When Mom is Not OK

Yesterday, I was not ok. 

How does one get through a day when they are not ok with a 4 year old and an 8 month old? 

Well, I felt like the day would never end. It felt like bad news after bad news was piling on top of me, like a toddler hitting me in the head with a pillow. Some of that may have been going on as well, and I was gritting my teeth to not just completely lose it. I was swinging wildly between the verge of tears and wanting to scream my head off, but instead, I said nothing. I said relatively little all day, actually. I think I stared a lot. I answered questions with fewer words than usual.

How I got to that point is a pretty long story, but the short version is that I’m making some big choices these days, and there aren’t any easy answers. I know many people go through times like these. I’m just not handling it very well. Also, there’s a pandemic. WTF is wrong with this world? 

It was a cussing kind of day. Moms need to keep their sh*t together. I was kind of failing, and Mr. Observant-when-he-feels-like-it 4 year old knew something was up. He asked me repeatedly if I was having a bad day. One time he asked me if I was crying. I, miraculously, was not crying at that moment, so I got to say no to that one, which oddly made me feel a little better. Mom’s not crying. We must be ok. 

It’s days like yesterday that make me feel trapped as a mom. What I really needed was to go for a walk. Or a run. Or to cry alone. I wanted to walk out of a room without anyone following me. I wanted to be able to focus on one problem at a time. I wanted space to think. I got none of those things, and it wasn’t anyone’s fault. It just couldn’t happen. Clothes needed to be put on, lunches needed to be made, work calls couldn’t wait, but my anxiety had to be put aside. 

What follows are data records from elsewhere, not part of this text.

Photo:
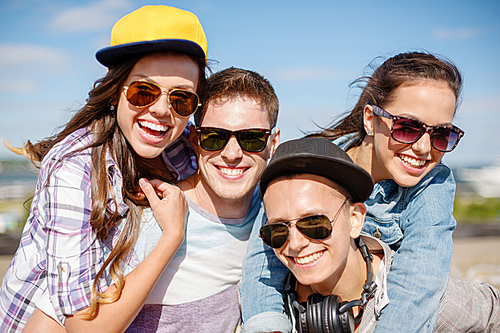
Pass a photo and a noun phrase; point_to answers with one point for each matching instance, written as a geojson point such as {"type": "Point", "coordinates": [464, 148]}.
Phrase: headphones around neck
{"type": "Point", "coordinates": [325, 313]}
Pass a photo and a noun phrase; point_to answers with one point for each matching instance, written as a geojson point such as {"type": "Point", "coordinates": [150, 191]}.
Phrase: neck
{"type": "Point", "coordinates": [364, 156]}
{"type": "Point", "coordinates": [197, 191]}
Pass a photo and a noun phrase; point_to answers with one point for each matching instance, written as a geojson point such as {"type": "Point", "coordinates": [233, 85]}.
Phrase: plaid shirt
{"type": "Point", "coordinates": [59, 255]}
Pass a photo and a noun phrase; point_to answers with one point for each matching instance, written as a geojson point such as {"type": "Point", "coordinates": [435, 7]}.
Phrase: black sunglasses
{"type": "Point", "coordinates": [406, 130]}
{"type": "Point", "coordinates": [142, 94]}
{"type": "Point", "coordinates": [317, 227]}
{"type": "Point", "coordinates": [252, 140]}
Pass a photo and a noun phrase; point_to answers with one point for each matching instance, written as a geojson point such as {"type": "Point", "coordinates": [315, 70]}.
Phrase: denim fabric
{"type": "Point", "coordinates": [261, 288]}
{"type": "Point", "coordinates": [416, 222]}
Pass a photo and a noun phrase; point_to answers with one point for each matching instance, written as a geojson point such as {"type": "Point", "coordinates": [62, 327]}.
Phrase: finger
{"type": "Point", "coordinates": [162, 188]}
{"type": "Point", "coordinates": [148, 190]}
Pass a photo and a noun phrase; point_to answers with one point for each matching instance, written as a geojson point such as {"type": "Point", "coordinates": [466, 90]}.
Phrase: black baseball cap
{"type": "Point", "coordinates": [318, 156]}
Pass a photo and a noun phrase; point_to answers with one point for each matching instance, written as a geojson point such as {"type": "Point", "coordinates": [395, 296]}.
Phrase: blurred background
{"type": "Point", "coordinates": [310, 51]}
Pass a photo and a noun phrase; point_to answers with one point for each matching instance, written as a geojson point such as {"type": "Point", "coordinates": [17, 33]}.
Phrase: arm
{"type": "Point", "coordinates": [469, 307]}
{"type": "Point", "coordinates": [421, 266]}
{"type": "Point", "coordinates": [171, 213]}
{"type": "Point", "coordinates": [261, 286]}
{"type": "Point", "coordinates": [74, 255]}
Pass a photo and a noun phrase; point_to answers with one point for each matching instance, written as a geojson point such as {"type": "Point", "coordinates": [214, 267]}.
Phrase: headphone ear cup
{"type": "Point", "coordinates": [314, 313]}
{"type": "Point", "coordinates": [347, 320]}
{"type": "Point", "coordinates": [330, 315]}
{"type": "Point", "coordinates": [303, 322]}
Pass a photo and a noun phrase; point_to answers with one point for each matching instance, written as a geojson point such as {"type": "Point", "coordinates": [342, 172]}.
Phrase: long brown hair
{"type": "Point", "coordinates": [108, 138]}
{"type": "Point", "coordinates": [378, 89]}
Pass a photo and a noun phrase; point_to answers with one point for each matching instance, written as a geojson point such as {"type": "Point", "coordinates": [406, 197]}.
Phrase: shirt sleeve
{"type": "Point", "coordinates": [469, 307]}
{"type": "Point", "coordinates": [261, 287]}
{"type": "Point", "coordinates": [421, 265]}
{"type": "Point", "coordinates": [73, 254]}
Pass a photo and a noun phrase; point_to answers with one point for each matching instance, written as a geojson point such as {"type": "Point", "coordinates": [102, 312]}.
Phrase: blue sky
{"type": "Point", "coordinates": [310, 51]}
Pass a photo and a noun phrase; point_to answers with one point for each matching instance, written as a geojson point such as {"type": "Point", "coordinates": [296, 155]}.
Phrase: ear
{"type": "Point", "coordinates": [193, 138]}
{"type": "Point", "coordinates": [274, 141]}
{"type": "Point", "coordinates": [358, 213]}
{"type": "Point", "coordinates": [368, 119]}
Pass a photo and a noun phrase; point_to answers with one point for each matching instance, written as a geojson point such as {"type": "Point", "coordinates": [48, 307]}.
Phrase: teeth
{"type": "Point", "coordinates": [231, 171]}
{"type": "Point", "coordinates": [412, 161]}
{"type": "Point", "coordinates": [308, 259]}
{"type": "Point", "coordinates": [154, 127]}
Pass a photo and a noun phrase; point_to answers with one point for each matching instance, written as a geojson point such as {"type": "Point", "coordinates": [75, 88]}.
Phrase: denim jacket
{"type": "Point", "coordinates": [416, 222]}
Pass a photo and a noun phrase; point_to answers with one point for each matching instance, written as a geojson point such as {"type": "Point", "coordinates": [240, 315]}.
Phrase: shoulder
{"type": "Point", "coordinates": [69, 147]}
{"type": "Point", "coordinates": [70, 153]}
{"type": "Point", "coordinates": [438, 182]}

I thought a lot today about how they say kids won’t necessarily remember the specific things you do, but they’ll remember your overall demeanor. The implication is that they’ll remember if you were happy or not, so buck up buttercup because those kids need a cheerful face to remember during coronavirus time. (That sentence would’ve had a lot more cuss words in it if I didn’t know my dad would be reading this later.) But what if I am a real human being who is sometimes unable to keep a lid on my actual human emotions? What if my kids see me struggle and learn that I’m not always ok? Will they think I’m weak and not listen to me? Maybe, if they’re psychopaths… Or maybe they will start to learn that their mom is a human being like they are. Maybe it’s ok to be a little bit not ok in front of them sometimes. I mean, he’s 4. I’m not going to ask him for advice or anything. But don’t I want my son to know that it’s ok to admit if he’s not ok? 

When the older one was an infant, I cried in front of him, holding him, rocking him. ALL. THE. TIME. Thankfully, infants remember nothing about what giant wrecks their parents are as first-time parents. He might remember this one though. I cried a little rocking the younger one before his nap, which felt sort of freeing, like the early days of only having one child. Obviously things get more complicated as they get older. We can’t be raw and act as unhinged as we may feel in front of them. Parents or adults filling that role in kids’ lives need to be a stabilizing influence for kids, a consistent force and guide for how to navigate difficult life situations. 

So I didn’t lose my head yesterday. I kept it together until bedtime. Then I ate 9 cookies and took some deep breaths. Pretty good ending to the day, really.

One thought on “When Mom is Not OK

  1. Nine cookies? WTF! Anyway, don’t put so much pressure on yourself, eventually you will work everything out and you will be OK. Oh and the boys will be fine, too!